Irmi hatte erst einige Sekunden überlegt: Oberstaufen? Lag das nicht irgendwo kurz vor Vorarlberg, wo die Menschen so einen drolligen Dialekt hatten? Und was sollten sie dort?

»Wir machen eine Schrothkur«, hatte Lissi erklärt.

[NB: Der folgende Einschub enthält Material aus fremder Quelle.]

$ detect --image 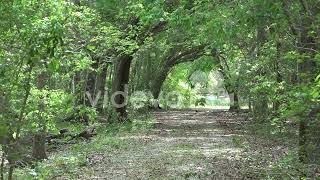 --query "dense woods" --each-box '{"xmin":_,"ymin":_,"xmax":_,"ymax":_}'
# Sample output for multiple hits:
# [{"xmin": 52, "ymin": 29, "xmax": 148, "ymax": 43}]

Leicht befremdet hatte Irmi das »wir« registriert, aber in ihrer flammenden Rede für das Schrothwesen hatte ihre Nachbarin am »wir« festgehalten. »Was glaubst du, wie gut uns das tut! Es geht uns ja nicht ums Abnehmen. Es geht ums Entgiften. Ohne Verzicht kein Genuss, ohne Kampf kein Sieg, ohne Reinigung keine Heilung«, schmetterte sie.

Irmi fragte sich, aus welcher Broschüre sie das wohl hatte. Ihre Einwände, sie müsse weder kämpfen, noch bedürfe sie irgendeiner Heilung, wurden geflissentlich übergehört.

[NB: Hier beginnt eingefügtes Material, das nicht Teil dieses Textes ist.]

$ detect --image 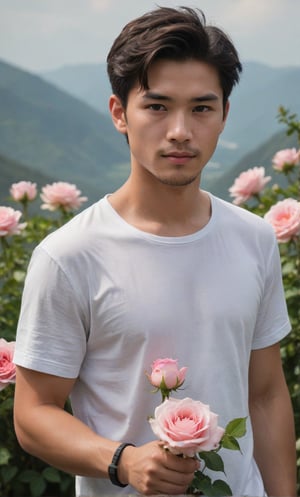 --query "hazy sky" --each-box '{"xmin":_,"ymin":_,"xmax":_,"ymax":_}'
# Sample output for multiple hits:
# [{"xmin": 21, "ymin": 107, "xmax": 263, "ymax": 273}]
[{"xmin": 0, "ymin": 0, "xmax": 300, "ymax": 72}]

»Wir brauchen das. Mal raus aus dem Alltag. Und Oberstaufen passt viel besser zu uns als die Karibik oder so.« Schwungvoll hatte Lissi ein Unterkunftsverzeichnis auf den Tisch geworfen. »Ich hab auch schon was ausgesucht für uns. Was Kleines, Kuscheliges.«

Hinterher hatte Irmi nicht den blassesten Schimmer, warum sie schließlich zugestimmt hatte.

Wie hatte ihre Mutter das gestern formuliert? »Wenn du weiter so abnimmst, wirst du in zehn Jahren aussehen wie eine alte Ziege. Mager und faltig – zickig bist ja eh schon.« Sie hatte das »mager« besonders tirolerisch betont: »mooger«. Ihre Tochter Sophia war herumgehüpft wie ein Derwisch und hatte laut gerufen: »Mama ist ’ne Zicke, Mama ist ’ne Zicke!«

Kathi hatte beide mit einem »Leckts mi« gestoppt, die Tür zugeknallt und war die Treppe hinaufgerannt mit einem Geräuschpegel, der auch auf eine Herde Flusspferde hätte deuten können. Vorausgesetzt, Flusspferde würden durch Tiroler Häuser trampeln.

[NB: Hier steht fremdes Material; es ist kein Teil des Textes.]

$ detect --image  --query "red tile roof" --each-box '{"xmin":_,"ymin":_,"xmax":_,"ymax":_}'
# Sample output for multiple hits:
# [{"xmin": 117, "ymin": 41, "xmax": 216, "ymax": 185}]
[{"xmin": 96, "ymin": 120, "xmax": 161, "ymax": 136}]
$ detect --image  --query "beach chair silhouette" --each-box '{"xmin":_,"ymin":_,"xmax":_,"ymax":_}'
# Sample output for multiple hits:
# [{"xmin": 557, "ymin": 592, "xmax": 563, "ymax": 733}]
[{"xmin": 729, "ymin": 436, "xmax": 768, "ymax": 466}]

Kathi war vor den Spiegel getreten, hatte ihr bauchfreies T-Shirt noch weiter hochgezogen und nüchtern konstatiert: Rippen statt Wölbung nach außen. Die Brüste noch kleiner als früher, und da hatte sie auch nicht gerade in der Dolly-Buster-Liga gespielt. Das knochige Dekolleté gefiel ihr wirklich nicht. Sie drehte sich um und blickte über die Schulter. Kein Arsch in der viel zu weiten Jeanshose. Man konnte es nicht mal auf den Modetrend der »Boyfriend-Jeans« schieben. Das war eine ganz normale Damenhose, die ihr früher mal richtig gut gepasst hatte.

Dann schob sie das Kinn näher an den Spiegel heran und betrachtete ihr Gesicht. Sie war hübsch, das war sie immer schon gewesen. Auf der Stirn traten erste schmale Falten zum Vorschein, in den Augenwinkeln auch. Sie würde in ein paar Tagen dreißig werden und dabei ziemlich »mooger« daherkommen.

Dabei aß sie genug, mehr als Irmi und ihre Kollegin Andrea, die schon zunahmen, wenn sie das Wort Fleischsalat nur dachten oder die Torte bloß durch die Scheibe beim Konditor ansahen. Richtig neidisch waren die beiden auf sie.

Jetzt allerdings war sie zugegebenermaßen arg schmal geworden. Das lag auch an ihrem Neuen. Sven studierte Architektur in München und war erst fünfundzwanzig. Außerdem war er Veganer. Und weil Kathi dieses ganze Grün- und Körnerzeug nicht mochte, ihn aber nicht durch den Verzehr toter Tiere provozieren wollte, aß sie lieber gar nichts.

Sie und Sven hatten sowieso wenig Zeit zum Essen. Schließlich gab es auch Wichtigeres, wenn der eine nächtelang über Modellen in München saß und die andere mit unmöglichen Dienstzeiten in Garmisch. So oft trafen sie sich nicht, aber wenn sie sich trafen … Kathi war jedes Mal ein wenig überrascht, dass ein eher anämischer Kulturmensch es im Bett so krachen lassen konnte.

1

Da saß sie nun in dem eher puristisch eingerichteten Hotelzimmer. An den Wänden hingen Bilder von Allgäuer Landschaften. Der Hochgrat, der Alpsee, eine üppig geschmückte Kuh beim Almabtrieb. Oder nein, hier hieß das ja Viehscheid.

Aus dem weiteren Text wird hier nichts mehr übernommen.